Mathworld's discussion of the Gamma function has the pleasant formula:
$$ \frac{\Gamma(\frac{1}{24})\Gamma(\frac{11}{24})}{\Gamma(\frac{5}{24})\Gamma(\frac{7}{24})} = \sqrt{3}\cdot \sqrt{2 + \sqrt{3}} $$
This may have been computed algorithmically, according to the page. So I ask how one might derive this?
My immediate thought was to look at $(\mathbb{Z}/24\mathbb{Z})^\times = \big( \{ 1,5,7,11 \big| 13, 17, 19 , 23 \}, \times \big)$ where $1,5,7,11$ are relatively prime to 24. And the other half?

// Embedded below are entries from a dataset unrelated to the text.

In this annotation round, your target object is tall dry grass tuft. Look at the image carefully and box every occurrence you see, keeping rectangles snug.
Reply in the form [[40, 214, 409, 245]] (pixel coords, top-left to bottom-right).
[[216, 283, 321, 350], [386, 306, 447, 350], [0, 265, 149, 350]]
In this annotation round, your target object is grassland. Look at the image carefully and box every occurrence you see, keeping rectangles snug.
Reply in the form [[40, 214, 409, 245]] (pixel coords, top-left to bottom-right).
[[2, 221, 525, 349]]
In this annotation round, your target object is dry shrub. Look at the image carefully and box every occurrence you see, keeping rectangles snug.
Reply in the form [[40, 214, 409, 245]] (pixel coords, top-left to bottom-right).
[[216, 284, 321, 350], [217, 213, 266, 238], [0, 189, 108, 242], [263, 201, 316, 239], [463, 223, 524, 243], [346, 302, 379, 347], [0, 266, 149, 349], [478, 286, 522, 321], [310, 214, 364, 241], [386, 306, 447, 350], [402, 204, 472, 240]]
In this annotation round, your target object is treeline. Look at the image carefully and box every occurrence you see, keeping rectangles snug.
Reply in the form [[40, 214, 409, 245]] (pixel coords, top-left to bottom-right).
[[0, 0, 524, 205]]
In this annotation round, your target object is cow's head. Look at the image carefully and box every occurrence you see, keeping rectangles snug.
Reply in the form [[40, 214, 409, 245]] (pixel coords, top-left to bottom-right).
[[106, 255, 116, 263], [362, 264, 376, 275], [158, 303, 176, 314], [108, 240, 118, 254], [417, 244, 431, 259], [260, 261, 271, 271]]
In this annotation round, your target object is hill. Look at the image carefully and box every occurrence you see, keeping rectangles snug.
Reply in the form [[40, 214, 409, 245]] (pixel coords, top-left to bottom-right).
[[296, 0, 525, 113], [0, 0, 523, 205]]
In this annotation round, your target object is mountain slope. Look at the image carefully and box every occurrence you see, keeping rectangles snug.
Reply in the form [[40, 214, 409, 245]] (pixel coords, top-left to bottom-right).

We could try to use the mirror formula $$ \Gamma(z) \Gamma(1-z) = \frac{\pi}{\sin(\pi z)} $$ or the Euler beta integral but nothing has come up yet: $$ \int_0^1 x^a (1-x)^b \, dx = \frac{\Gamma(a) \Gamma(b)}{\Gamma(a+b)} $$
I am lucky the period integral of some Riemann surface will be the ratio of Gamma functions: $$ \int_0^1 (x - a)^{1/12} (x - 0)^{11/12} (x - 1)^{-5/12} (x - d)^{-7/12} \, dx $$ these integrals appear in the theory of hypergeometric function
In light of comments, I found a paper of Benedict Gross and the paper of Selberg and Chowla
$$ F( \tfrac{1}{4},\tfrac{1}{4};1;\tfrac{1}{64}) = \sqrt{\frac{2}{7\pi}} \times \left[\frac{ \Gamma(\frac{1}{7})\Gamma(\frac{2}{7})\Gamma(\frac{4}{7}) }{ \Gamma(\frac{3}{7})\Gamma(\frac{5}{7})\Gamma(\frac{6}{7}) }\right]^{1/2} $$
so in our case we are looking at quadratic residues mod 12. However, however it does not tell us that LHS evaluates to RHS.